The agents of that martyrdom are, of course, the four knights who arrive at the Cathedral on 29th December and are first seen in angry exchanges with the Archbishop about his return and his relations with the King. The audience has seen them before, though, in so far as they function as the four Tempters in Act One, thereby setting up the sense that Becket’s rejection of the options offered previously leads inevitably to acceptance of the death that he sees as his place in a larger design. In a work that Eliot (a great fan of crime fiction) once considered calling ‘The Archbishop Murder Case’ they take us into the very modern realm of motives and alibis. Eliot’s master-stroke in the play, of course, was that having committed the murder the knights should appeal directly to the audience’s sympathies, taking turns to point out that they stood to gain little from the act, were following orders made necessary by Becket’s intransigence, were somewhat intoxicated, and were – in the final analysis – put in an impossible position by a man seeking his own end and more deserving of a verdict of ‘suicide while of unsound mind’.

These direct addresses turn audience members from spectators into witnesses – a dynamic that becomes particularly intense when we have sat in a cathedral and seen the play’s action unfold. The first knight’s injunction that, having heard their justifications, we “disperse quietly to [y]our homes … do[ing] nothing that might provoke any public outbreak” re-establishes the awkward relationship between the individual and the state that Becket has managed to transcend but which continues to trouble those still alive at the play’s conclusion. Is it possible to return to “living and partly living” after being witness to such things? The play offers no direct guidance, and the closing choral prayer that ‘Blessed Thomas’ will now intercede in Heaven for the people of Canterbury blurs History and the present (another theme that the Four Quartets would pursue much further) without necessarily showing how a good man or woman could reconcile a sense of divine will and a recognition of temporal authority without it costing their life to do so.
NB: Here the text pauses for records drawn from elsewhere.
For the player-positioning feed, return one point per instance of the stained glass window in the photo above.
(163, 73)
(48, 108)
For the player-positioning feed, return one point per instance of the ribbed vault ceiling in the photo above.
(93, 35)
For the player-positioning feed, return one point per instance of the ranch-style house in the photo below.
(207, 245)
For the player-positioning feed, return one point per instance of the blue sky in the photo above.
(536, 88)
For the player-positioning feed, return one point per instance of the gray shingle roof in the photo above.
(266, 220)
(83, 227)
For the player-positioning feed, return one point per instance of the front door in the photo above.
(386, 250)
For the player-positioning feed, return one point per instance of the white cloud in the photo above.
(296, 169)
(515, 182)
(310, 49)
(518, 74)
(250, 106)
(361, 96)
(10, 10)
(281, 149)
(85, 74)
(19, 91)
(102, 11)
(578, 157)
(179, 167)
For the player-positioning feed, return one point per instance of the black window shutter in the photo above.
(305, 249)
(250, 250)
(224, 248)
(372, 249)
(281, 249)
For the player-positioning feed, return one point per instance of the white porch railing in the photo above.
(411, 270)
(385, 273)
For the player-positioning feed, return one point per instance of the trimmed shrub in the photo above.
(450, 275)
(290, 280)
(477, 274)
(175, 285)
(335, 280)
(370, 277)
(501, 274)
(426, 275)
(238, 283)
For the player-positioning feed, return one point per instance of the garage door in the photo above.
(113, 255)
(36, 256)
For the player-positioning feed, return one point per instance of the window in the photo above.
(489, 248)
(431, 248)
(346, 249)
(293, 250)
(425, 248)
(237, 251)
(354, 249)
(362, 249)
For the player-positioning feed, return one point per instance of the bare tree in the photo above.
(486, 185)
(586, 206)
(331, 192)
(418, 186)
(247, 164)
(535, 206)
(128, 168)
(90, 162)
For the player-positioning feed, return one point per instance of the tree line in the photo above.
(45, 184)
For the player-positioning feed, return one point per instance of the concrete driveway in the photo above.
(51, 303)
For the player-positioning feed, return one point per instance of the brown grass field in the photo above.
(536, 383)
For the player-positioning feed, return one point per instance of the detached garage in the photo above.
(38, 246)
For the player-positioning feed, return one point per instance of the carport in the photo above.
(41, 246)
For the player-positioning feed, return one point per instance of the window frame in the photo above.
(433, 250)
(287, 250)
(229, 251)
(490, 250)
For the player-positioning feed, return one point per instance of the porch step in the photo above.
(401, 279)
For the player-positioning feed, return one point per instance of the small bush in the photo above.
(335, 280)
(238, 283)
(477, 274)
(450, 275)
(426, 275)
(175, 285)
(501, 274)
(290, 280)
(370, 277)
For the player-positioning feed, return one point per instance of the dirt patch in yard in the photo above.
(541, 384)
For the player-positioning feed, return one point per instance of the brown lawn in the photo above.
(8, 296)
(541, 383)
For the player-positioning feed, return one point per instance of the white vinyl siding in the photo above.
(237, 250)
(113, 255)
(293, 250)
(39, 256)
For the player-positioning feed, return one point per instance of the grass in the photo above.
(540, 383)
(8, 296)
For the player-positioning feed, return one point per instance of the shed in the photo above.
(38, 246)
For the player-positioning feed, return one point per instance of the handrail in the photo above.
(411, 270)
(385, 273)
Written as it was the first half of the 1930s, when temporal authority (in Europe particularly) was assuming a disturbingly totalitarian guise, Eliot’s play has lost none of its power to unsettle. In its closing prayer, the Chorus admits that ‘we’ are all more likely to “shut the door and sit by the fire” than to do anything that might leave one open to “the blessing of God”, a blessing which comes in the form of privation as much as reward. Becket’s path to sainthood, like Eliot’s own definition of Christianity, is a demanding one, and as it sends its audience / congregation back into the modern world Murder in the Cathedral is a play that has lost none of its unsettling quality, particularly when staged and performed in so thoughtful and evocative a manner as this production.